Are you sitting comfortably? Then of course, I’ll begin…..
I recently received an invitation to audition for a meditation narration project and, as this is a genre of voice-over I have a lot of experience in, I was happy to submit a demo of a segment of the script for consideration. The client was happy; it was just what they were looking for, and as I enjoy this type of narration I too was pleased and looked forward to getting my teeth into the project.
As this was a lengthy project, I narrated and submitted the first script for feedback, just to double check the client was satisfied before continuing with the whole project. Their feedback was somewhat of a surprise…

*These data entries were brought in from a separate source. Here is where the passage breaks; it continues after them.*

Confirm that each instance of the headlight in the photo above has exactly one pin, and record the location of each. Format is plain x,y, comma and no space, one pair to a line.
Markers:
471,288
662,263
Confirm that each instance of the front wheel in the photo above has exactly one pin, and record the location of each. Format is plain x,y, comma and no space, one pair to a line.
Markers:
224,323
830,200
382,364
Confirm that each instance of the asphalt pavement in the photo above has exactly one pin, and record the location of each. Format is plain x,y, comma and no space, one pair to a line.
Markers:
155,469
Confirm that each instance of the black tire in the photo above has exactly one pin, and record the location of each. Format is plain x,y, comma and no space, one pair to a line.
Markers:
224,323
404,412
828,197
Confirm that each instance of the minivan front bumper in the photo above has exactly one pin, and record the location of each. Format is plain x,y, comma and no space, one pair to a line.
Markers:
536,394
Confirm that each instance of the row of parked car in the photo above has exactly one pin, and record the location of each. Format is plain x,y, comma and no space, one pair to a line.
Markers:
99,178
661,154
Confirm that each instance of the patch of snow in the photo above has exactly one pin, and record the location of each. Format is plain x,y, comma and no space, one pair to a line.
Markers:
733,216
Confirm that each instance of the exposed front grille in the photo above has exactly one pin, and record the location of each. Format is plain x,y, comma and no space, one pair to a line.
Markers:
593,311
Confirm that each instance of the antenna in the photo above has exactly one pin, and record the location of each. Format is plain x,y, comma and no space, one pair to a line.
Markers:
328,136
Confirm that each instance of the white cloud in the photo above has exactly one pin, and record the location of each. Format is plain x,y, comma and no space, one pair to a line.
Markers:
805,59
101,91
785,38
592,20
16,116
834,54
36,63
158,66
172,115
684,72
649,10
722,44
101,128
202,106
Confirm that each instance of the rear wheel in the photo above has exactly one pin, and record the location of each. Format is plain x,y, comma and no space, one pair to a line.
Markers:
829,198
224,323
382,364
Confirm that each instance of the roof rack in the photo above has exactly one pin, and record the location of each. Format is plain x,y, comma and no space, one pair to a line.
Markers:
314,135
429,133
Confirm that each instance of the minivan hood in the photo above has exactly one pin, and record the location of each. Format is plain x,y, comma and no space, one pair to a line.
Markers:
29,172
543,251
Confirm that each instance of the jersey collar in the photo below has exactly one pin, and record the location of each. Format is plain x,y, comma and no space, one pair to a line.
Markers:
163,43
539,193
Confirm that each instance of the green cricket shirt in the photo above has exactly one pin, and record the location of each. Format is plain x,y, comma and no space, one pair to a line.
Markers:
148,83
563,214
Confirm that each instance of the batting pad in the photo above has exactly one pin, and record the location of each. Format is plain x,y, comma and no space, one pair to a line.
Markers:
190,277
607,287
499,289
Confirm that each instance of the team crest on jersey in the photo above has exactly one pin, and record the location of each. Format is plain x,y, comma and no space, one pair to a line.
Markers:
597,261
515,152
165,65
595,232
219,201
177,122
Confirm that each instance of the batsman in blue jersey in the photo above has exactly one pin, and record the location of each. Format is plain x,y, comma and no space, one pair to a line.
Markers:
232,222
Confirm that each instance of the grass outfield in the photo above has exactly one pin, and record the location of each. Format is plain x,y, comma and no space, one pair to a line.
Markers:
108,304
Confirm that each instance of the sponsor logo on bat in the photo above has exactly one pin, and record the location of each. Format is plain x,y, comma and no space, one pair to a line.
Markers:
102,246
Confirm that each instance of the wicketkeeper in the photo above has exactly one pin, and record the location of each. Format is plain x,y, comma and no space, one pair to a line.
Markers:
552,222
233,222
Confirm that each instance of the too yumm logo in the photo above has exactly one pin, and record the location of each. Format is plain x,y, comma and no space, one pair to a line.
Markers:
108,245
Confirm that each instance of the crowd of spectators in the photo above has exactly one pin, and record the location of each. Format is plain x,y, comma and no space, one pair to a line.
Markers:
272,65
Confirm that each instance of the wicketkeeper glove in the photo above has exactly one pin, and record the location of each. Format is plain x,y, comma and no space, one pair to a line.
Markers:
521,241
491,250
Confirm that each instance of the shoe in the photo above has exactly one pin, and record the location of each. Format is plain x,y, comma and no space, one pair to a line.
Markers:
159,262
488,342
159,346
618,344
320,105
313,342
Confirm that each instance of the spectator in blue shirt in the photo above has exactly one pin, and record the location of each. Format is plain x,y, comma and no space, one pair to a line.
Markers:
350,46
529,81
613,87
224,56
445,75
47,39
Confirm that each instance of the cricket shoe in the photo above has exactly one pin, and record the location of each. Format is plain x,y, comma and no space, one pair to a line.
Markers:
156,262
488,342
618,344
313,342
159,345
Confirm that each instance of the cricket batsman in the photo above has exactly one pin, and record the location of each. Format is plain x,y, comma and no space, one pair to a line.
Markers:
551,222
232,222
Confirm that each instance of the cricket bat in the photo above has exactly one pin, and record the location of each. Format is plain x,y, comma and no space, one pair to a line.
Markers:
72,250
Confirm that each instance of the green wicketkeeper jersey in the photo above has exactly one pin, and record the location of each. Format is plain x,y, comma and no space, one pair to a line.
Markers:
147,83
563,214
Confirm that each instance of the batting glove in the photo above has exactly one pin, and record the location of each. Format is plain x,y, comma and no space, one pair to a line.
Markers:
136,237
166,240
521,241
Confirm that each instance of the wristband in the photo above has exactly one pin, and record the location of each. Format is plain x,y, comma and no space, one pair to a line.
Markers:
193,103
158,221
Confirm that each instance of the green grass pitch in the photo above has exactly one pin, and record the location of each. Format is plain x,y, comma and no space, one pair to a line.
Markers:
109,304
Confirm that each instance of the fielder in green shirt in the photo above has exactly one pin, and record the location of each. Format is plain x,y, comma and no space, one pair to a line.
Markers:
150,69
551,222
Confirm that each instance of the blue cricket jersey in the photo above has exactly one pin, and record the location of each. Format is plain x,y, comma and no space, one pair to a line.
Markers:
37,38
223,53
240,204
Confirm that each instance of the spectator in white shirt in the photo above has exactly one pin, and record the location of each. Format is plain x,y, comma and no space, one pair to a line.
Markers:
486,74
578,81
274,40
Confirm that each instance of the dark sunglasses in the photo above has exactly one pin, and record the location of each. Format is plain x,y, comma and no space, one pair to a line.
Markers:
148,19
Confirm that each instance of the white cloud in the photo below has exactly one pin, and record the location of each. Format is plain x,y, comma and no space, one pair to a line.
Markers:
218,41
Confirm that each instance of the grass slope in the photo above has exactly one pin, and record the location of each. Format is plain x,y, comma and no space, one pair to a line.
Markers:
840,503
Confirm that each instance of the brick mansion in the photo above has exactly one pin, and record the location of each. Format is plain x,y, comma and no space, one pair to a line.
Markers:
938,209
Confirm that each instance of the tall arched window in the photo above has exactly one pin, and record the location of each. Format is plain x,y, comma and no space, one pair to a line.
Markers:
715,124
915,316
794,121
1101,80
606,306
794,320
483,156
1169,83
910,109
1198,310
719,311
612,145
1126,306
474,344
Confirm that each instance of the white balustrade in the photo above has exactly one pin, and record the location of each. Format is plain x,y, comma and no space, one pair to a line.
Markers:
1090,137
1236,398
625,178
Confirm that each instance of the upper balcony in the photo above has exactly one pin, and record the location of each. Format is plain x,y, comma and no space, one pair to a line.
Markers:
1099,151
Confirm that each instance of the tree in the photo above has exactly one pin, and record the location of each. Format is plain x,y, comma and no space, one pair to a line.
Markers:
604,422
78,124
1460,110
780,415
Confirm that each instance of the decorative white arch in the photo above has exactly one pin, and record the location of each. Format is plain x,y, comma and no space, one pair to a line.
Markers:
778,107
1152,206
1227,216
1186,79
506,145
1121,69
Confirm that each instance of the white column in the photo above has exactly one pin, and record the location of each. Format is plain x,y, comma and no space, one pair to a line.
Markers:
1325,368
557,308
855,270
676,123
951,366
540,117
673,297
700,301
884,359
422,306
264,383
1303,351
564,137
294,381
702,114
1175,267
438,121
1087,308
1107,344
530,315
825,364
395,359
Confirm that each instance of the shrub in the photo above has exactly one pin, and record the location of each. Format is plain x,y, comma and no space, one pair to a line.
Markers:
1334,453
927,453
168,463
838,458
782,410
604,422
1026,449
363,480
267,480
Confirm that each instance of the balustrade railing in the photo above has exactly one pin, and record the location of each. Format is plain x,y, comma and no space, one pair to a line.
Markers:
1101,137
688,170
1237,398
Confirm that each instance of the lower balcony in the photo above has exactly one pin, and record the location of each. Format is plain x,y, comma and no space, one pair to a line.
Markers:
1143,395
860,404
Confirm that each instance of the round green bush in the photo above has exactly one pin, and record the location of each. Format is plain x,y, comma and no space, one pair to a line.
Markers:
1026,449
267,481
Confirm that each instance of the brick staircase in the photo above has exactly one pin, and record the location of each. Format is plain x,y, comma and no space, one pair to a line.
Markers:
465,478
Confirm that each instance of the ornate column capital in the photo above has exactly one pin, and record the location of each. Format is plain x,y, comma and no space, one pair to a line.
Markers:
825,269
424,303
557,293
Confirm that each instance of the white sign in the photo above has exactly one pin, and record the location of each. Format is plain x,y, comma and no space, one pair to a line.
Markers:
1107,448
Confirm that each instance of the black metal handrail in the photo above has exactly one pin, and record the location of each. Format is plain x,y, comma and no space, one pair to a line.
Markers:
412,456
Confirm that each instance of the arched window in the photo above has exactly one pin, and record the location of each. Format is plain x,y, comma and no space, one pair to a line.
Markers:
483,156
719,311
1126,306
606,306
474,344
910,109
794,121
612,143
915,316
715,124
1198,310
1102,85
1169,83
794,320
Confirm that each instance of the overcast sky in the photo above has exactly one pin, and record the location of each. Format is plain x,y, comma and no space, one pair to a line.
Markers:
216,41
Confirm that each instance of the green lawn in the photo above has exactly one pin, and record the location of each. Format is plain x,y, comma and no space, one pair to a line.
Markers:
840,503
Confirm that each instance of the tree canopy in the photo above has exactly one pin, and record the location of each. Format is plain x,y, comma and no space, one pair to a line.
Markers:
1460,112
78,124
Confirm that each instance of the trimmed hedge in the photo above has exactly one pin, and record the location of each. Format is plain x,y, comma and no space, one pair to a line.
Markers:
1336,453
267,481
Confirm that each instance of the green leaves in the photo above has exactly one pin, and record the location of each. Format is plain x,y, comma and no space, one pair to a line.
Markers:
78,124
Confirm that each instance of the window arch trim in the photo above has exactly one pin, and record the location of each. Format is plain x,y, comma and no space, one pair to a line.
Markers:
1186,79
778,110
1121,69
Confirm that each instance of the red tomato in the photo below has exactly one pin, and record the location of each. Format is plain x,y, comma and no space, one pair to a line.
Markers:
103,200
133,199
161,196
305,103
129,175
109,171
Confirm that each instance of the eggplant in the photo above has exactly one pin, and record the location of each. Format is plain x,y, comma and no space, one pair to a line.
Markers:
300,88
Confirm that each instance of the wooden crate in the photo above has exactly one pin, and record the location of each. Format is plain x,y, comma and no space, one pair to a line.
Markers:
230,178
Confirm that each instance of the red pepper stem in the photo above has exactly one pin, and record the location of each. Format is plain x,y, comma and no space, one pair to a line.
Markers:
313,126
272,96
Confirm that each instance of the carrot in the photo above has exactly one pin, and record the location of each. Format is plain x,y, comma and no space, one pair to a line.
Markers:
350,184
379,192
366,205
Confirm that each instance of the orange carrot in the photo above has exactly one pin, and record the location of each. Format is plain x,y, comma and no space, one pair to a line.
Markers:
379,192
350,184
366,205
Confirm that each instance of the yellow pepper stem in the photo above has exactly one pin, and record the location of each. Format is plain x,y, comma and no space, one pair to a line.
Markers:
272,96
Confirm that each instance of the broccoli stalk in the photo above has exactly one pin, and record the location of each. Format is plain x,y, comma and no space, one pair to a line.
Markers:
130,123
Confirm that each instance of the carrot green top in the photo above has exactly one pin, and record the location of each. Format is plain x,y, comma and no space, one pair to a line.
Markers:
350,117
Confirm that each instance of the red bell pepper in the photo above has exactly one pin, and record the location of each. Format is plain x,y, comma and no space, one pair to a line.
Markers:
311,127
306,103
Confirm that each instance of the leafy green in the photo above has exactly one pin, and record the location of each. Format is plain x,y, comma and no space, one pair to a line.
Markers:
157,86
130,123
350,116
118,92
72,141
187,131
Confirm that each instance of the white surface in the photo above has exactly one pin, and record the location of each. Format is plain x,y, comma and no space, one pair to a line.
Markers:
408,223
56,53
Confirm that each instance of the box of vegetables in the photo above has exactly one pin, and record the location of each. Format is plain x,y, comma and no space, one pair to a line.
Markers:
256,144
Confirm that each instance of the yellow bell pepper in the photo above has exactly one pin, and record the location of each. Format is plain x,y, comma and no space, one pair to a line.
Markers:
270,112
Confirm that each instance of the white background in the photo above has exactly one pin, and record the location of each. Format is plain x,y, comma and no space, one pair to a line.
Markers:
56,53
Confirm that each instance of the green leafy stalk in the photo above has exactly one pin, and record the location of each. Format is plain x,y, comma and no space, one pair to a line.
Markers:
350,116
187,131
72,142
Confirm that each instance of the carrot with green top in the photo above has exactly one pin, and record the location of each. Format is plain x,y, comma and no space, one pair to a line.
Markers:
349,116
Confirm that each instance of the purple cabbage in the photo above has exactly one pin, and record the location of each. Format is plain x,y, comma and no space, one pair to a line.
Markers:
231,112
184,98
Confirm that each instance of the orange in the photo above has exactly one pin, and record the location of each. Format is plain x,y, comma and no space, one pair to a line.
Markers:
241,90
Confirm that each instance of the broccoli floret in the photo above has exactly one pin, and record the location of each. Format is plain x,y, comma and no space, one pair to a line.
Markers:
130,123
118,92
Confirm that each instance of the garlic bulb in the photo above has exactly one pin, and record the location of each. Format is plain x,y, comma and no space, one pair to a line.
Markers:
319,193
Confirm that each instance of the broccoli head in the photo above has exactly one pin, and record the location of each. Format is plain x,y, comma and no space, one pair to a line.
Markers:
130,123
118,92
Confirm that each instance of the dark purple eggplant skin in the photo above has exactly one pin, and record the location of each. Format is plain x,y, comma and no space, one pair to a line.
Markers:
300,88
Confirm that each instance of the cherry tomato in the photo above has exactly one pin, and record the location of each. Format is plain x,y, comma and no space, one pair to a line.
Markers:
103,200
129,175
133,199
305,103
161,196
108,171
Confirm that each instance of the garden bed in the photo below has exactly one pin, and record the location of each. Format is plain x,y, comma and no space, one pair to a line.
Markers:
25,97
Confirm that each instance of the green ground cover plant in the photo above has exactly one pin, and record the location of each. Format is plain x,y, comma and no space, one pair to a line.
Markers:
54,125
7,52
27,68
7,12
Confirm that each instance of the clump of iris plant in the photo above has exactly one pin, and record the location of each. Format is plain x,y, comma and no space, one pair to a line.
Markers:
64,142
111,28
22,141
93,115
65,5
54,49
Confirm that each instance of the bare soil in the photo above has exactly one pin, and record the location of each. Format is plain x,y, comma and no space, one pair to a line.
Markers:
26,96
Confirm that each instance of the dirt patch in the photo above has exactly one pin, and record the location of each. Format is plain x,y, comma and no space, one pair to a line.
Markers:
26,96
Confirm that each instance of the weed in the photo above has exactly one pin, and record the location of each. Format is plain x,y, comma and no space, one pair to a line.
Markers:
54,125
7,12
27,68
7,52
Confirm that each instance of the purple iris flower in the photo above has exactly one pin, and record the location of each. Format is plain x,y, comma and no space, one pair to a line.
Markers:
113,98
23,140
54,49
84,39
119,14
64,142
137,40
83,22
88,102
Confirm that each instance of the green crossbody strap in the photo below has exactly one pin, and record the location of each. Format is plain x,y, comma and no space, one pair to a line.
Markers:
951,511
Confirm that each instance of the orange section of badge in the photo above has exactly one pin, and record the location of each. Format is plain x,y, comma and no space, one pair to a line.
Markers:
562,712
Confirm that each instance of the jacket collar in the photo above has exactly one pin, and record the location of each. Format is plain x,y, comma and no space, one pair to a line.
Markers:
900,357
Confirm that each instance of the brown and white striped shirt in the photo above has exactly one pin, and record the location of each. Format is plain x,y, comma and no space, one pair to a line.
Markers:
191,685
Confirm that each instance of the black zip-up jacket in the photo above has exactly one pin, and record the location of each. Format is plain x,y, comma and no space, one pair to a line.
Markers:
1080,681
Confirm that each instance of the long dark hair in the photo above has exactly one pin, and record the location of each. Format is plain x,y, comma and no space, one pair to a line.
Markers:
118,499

Before I tell you what they said… can I ask you, dear reader, what style of narration springs to mind when you think “meditation”? Let me give you a clue… we’re thinking narration for relaxation; narration that focusses on your breathing, on visualisation, to illicit a feeling of tranquillity, peace and calm.
Anyway, back to the client….. The opening line of their response was positive “we really love your voice”. Well, as I had previously sent an audition which they had approved and enjoyed, this was a further affirmation I was a good fit for the job. However, their next couple of statements completely threw me and frankly, left me speechless (not a great state to be in when you talk for a living!)
I won’t prolong the agony any further. Here’s what the client (who is a wellness company) said: “Could you try and sound “a little bit funny?” and “Maybe you could read it like Professor McGonagall from Harry Potter like a bedtime story?” Need to read that again? I get that. I had to read it several times for the message to sink in. My previous hours of meditation and hypnosis narration, which I know plenty of people listen to, is obviously lacking a comedic element and needs that headmistress-type tonality intended to send children off to the land of the zzzzzz’s.
You’re probably thinking my next step was to spend hours watching a Harry Potter box set to nail that dour tonality and learn to replicate the much-loved Minerva? Also, maybe it could be a good idea to babysit some little people to get my bedtime stories skills up to speed? I didn’t do either. I contacted the company and said “no, thank you”.
Allow me to elaborate. Firstly, as I have a great deal of experience with this type of narration I know what I need to do to create an ideal meditation recording. It doesn’t contain funny one-liners, the tonality isn’t that of a frosty headmistress and it sounds completely different to the children’s stories I love to narrate. I could give it my best shot at sounding like a Harry Potter character but then that wouldn’t be being true to the genre of narration, and, given I had already sent an audition they supposedly loved, how would I know the next “critique” from them wouldn’t be “can you make it all rhyme and narrate it in the style of Minnie Mouse?”
If the initial brief had been “narrate meditation guides in a funny, Professor McGonagall, bedtime story like way”, I would never have auditioned. It’s not the way I narrate meditation and frankly if I was asked which Harry Potter character voice I could take a stab at, it would be Professor Trelawney. When someone keeps shifting the goalposts you have to know when it is time to walk away. I put my heart and soul into all my recordings… they are so much more than my voice… and clients that don’t know what they want and ask for constant style revisions are so hard to please.
Here at Lovely Voice our tag line is “we deliver YOUR message the way YOU want it heard”. What that means is we will always discuss with you what you need and offer a demo so you can be sure we deliver the right voice and tonality for your project. However, there are some styles of narration where we would recommend the client stay true to the correct format and the originally agreed style and tonality rather than changing the goalposts to something that is a total mismatch, after the recording has commenced.
Rant over…. Time to chill out and meditate (the old school way!)